The systemd haters are right about their complaints, but there's a ton that systemd does right, like making the interface expected of a daemon "Run forever and send output to stdin and stdout" rather than "Double fork and rotate your own logfiles" while also having support for the latter.
> The systemd haters are right about their complaints, but there's a
ton that systemd does right
Yes. A fair and balanced technical analysis of systemd would have to
concede it does a lot of good things, and well - if you subscribe to
its paradigm [1].
My beef was with the disruption and bonfire of social capital caused
by a heavy-handed, undemocratic, vocal group imposing upon others. It
was an ugly episode and seemed to go against all the values I believed
Debian stood for. And it came from all sides. The personal attacks on
Poettering were inexcusable.
[1] I don't. I believe it's a solution that trades away system
security and reliability to get userspace convenience.
Isn't that the "interface" which djb's daemontools, runit, and later s6 also promotes?
Anyway, that question was mostly rhetorical.

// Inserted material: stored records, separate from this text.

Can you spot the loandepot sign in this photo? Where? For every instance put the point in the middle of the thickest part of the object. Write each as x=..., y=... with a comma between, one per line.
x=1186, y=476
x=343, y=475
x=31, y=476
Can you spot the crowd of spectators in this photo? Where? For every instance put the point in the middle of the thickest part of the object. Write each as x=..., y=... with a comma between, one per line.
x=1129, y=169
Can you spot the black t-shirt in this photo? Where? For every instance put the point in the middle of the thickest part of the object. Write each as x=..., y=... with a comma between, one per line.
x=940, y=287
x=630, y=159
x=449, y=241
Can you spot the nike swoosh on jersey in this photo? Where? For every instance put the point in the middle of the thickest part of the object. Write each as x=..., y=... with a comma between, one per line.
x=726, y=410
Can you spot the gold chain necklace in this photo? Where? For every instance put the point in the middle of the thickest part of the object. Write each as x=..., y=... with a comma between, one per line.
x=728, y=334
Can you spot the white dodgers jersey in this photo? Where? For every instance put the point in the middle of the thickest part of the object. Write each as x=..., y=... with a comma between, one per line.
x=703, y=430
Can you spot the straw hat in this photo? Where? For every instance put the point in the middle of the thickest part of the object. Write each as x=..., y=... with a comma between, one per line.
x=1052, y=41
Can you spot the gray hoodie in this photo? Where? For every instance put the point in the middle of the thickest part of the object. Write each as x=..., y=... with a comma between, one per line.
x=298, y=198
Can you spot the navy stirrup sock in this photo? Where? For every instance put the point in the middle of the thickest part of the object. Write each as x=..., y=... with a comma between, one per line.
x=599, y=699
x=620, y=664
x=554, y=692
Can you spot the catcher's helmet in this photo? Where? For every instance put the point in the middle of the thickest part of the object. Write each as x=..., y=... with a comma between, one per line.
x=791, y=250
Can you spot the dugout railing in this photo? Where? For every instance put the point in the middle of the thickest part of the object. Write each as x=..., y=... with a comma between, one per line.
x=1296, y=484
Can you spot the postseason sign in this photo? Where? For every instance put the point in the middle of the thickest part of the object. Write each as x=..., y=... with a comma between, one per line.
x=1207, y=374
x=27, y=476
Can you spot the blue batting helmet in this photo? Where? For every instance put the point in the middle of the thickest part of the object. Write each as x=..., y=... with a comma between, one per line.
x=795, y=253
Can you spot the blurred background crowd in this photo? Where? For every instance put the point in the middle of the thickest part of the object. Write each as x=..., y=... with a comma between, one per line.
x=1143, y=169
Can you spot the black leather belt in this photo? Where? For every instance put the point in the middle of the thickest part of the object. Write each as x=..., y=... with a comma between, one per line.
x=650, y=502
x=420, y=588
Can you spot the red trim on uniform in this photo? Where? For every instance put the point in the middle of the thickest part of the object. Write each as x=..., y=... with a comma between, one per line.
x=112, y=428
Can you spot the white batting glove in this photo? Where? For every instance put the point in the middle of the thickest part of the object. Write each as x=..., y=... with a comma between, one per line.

You don't want to get into the midst of "yet another systemd flamewar" thread (and I don't blame you, neither do I).
Just pointing out that non-systemd alternatives provided the abovementioned interface, long before systemd existed.
It usually paints a better narrative to compare systemd vs sysvinit and ignore the fact that runit predates systemd by 6 years. It makes it substantially easier to dismiss detractors as Luddites scared of new things.
Imagine if Windows 8 came out and people rightly dunked on its many foibles and proponents said it was clearly superior to DOS and people really ought to just learn to love the charms bar and modern UI instead of sticking with their familiar command line interface.